S'il regardait les verres à moitié vides, il aurait pu craindre un accueil mitigé de son film à Poitiers, puisqu'aucune affiche de "Rural" n'avait été mise en place au Tap Castille, lundi dernier (un comble dans son département natal !). Mais Édouard Bergeon est un optimiste, et sa déception a vite été compensée par l'affluence aux deux séances d'avant-première prévues ce même jour. Le réalisateur poitevin, qui a signé "Au nom de la terre" en 2019, puis "La promesse verte" en 2024, revient en effet au cinéma avec un nouveau film en lien avec l'agriculture (sortie officielle le 4 mars). Un documentaire d'1h30 pour lequel Édouard Bergeon a suivi Jérôme Bayle à partir de janvier 2024, quand cet agriculteur de Haute-Garonne a commencé à se faire connaître, lors des mobilisations de l'époque. Ce leader des "Ultras du 64" a de suite intéressé le réalisateur pour son franc-parler, mais aussi le fait qu'il ne se revendique d'aucun syndicat ou mouvance politique. "Jérôme Bayle bouscule les habitudes" explique Édouard Bergeon. Si dans un premier temps, l'agriculteur n'était pas forcément très enthousiaste à l'idée de faire l'objet d'un documentaire, le premier contact entre les deux hommes a tout changé. "On a le même âge, la même situation familiale... On a des hématomes crochus" ajoute Édouard Bergeon, en évoquant le suicide de leur papa. C'est d'ailleurs François Purseigle, sociologue agricole, qui a coécrit le documentaire avec le réalisateur, qui a permis cette rencontre.
250 heures de rush
Après 50 jours de tournage sur l'exploitation agricole de Jérôme Bayle, mais aussi lors de ses déplacements à Paris, dans des foires agricoles de son département, dans la cuisine avec sa maman, lors de réunions avec les "Ultras du 64", pendant les élections chambre, ou sur des mobilisations, Édouard Bergeon est revenu avec 250 heures de rush, qui lui ont permis de raconter le quotidien de l'éleveur. Le long métrage résonne plus comme un portrait qu'un documentaire ; sans voix off. "C'est plutôt un 'il était une fois', même s'il est monté comme un film de fiction". L'heure et demie du film passe en effet très rapidement, rythmée par des séquences fortes, comme lorsque Jérôme Bayle évoque son accident avec un tracteur ou un autre au rugby, quand il rencontre Emmanuel Macron, Marine Tondelier, Gabriel Attal ou Arnaud Rousseau, qu'il tutoie tous. "Il accroche vraiment la caméra. Il a un sens inné de la punchline, c'est comme ça qu'il désarçonne les politiques, par sa sincérité". Et surtout, un agriculteur, qui malgré les difficultés, ne semble jamais vouloir abandonner. "C'est une image quand même moderne de l'agriculture, et un message de réconciliation". S'il sait, pour avoir déjà présenté son film en avant-première dans une dizaine de villes en France, devant beaucoup d'agriculteurs, que ces derniers sont nombreux à se retrouver dans ce portrait, Édouard Bergeon espère évidemment aussi toucher le grand public. "J'aimerais réconcilier ville et ruralité" lance-t-il, alors qu'il constate à la fois les difficultés de l'agriculture et le fossé qui se creuse avec le reste de la société. "On ne peut pas faire sans agriculture, et il faut respecter chaque connaisseur de son territoire". Le réalisateur rappelle qu'il " y a du boulot à faire sur la législation, pour le manger français. Et c'est à tout le monde de faire le boulot".
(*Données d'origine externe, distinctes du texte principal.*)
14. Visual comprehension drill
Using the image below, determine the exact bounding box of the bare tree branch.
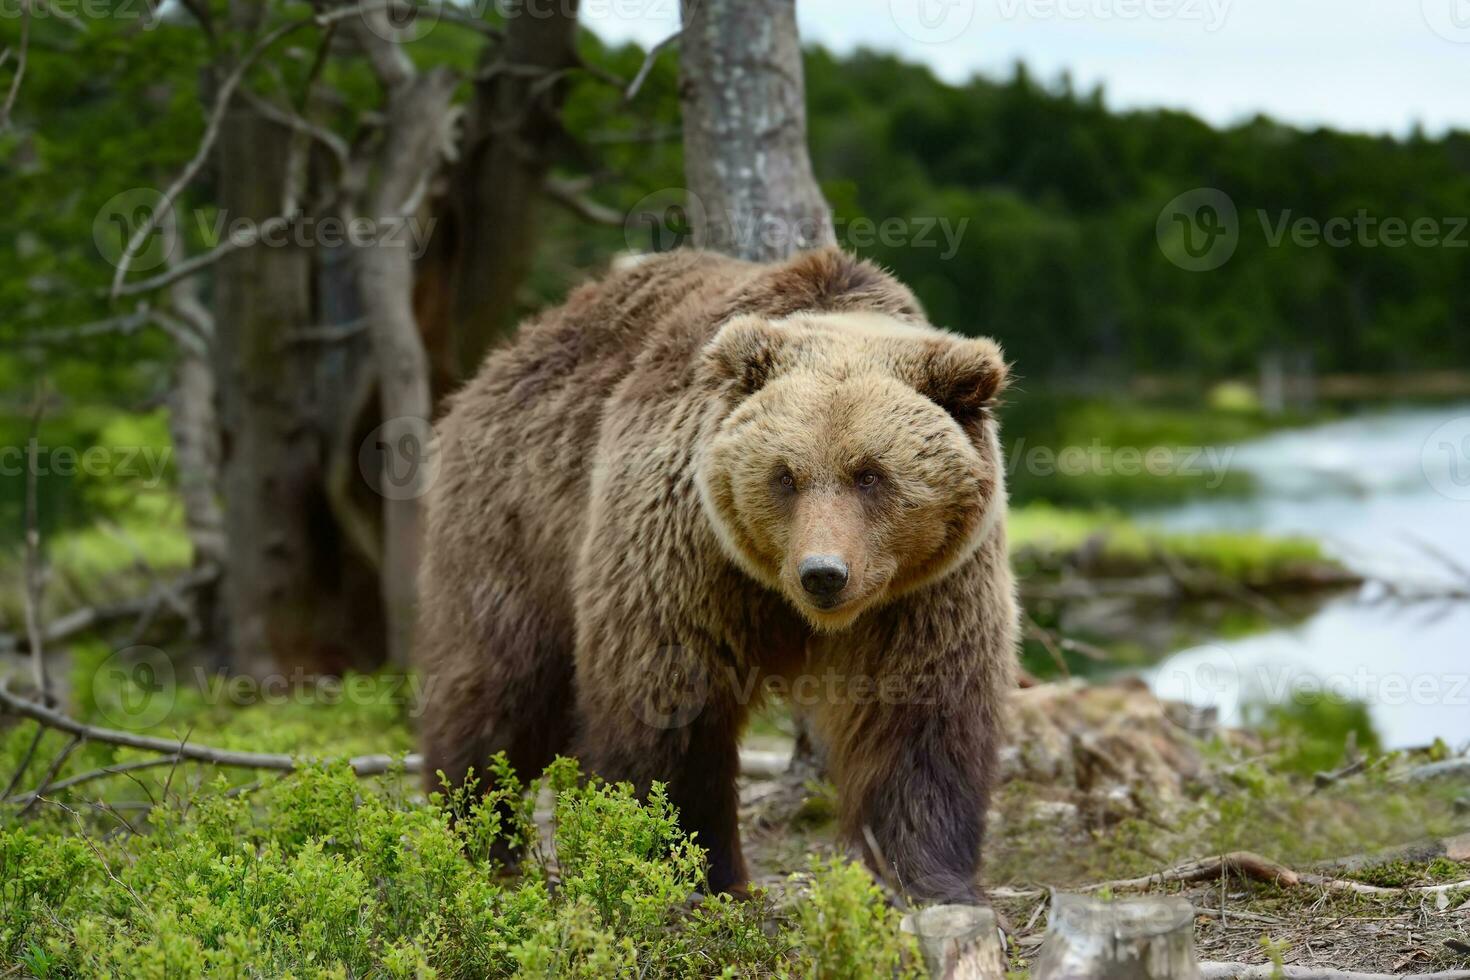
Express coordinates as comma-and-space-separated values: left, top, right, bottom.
624, 30, 679, 103
16, 734, 82, 816
0, 563, 219, 655
543, 176, 623, 226
238, 87, 349, 177
0, 0, 29, 132
108, 13, 319, 296
0, 680, 420, 776
23, 383, 51, 707
4, 754, 182, 805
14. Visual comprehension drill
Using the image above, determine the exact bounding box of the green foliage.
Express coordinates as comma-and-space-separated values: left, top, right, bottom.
1, 756, 922, 978
789, 857, 923, 980
1243, 690, 1383, 775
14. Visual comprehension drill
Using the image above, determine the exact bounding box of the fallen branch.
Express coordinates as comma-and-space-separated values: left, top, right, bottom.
990, 849, 1470, 902
3, 754, 183, 805
0, 681, 415, 778
991, 851, 1300, 900
0, 563, 219, 655
0, 683, 791, 792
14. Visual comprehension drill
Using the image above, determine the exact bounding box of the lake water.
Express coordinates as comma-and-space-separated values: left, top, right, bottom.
1141, 404, 1470, 750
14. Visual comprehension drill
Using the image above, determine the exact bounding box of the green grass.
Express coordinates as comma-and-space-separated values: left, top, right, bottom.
1010, 501, 1327, 582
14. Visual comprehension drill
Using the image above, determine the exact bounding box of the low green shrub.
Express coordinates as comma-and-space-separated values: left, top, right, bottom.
1, 752, 920, 978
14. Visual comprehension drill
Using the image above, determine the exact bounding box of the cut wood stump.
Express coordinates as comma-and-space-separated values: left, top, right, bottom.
1033, 894, 1202, 980
900, 904, 1006, 980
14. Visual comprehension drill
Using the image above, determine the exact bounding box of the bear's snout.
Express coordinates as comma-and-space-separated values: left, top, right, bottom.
798, 554, 849, 604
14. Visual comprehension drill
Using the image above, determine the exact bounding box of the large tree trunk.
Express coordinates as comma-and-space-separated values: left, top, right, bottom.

Difficile de savoir si ce long-métrage rencontrera le même succès qu'"Au nom de la terre" (2 millions d'entrées), mais le film est déjà programmé dans 75 cinémas en France (dont ceux du réseau CGR), ainsi qu'en Belgique, et le réalisateur devrait apparaître ces prochains jours dans de très nombreux médias nationaux. Il sera également une bonne partie de la semaine au Salon de l'agriculture.
Pourquoi ce nom?
S'il a choisi le mot "rural" pour ce film, c'est avant tout car Édouard Bergeon estime que Jérôme Bayle "défend la ruralité". Mais aussi car c'est le titre d'un livre de photographies, publié par Raymond Depardon, que ce dernier lui avait offert. "À travers Jérôme, c'est la photographie d'un certain modèle agricole, et aussi d'un mode de vie, avec ses traditions, la chasse, le pâté, le rugby, etc., qui ne veut pas mourir".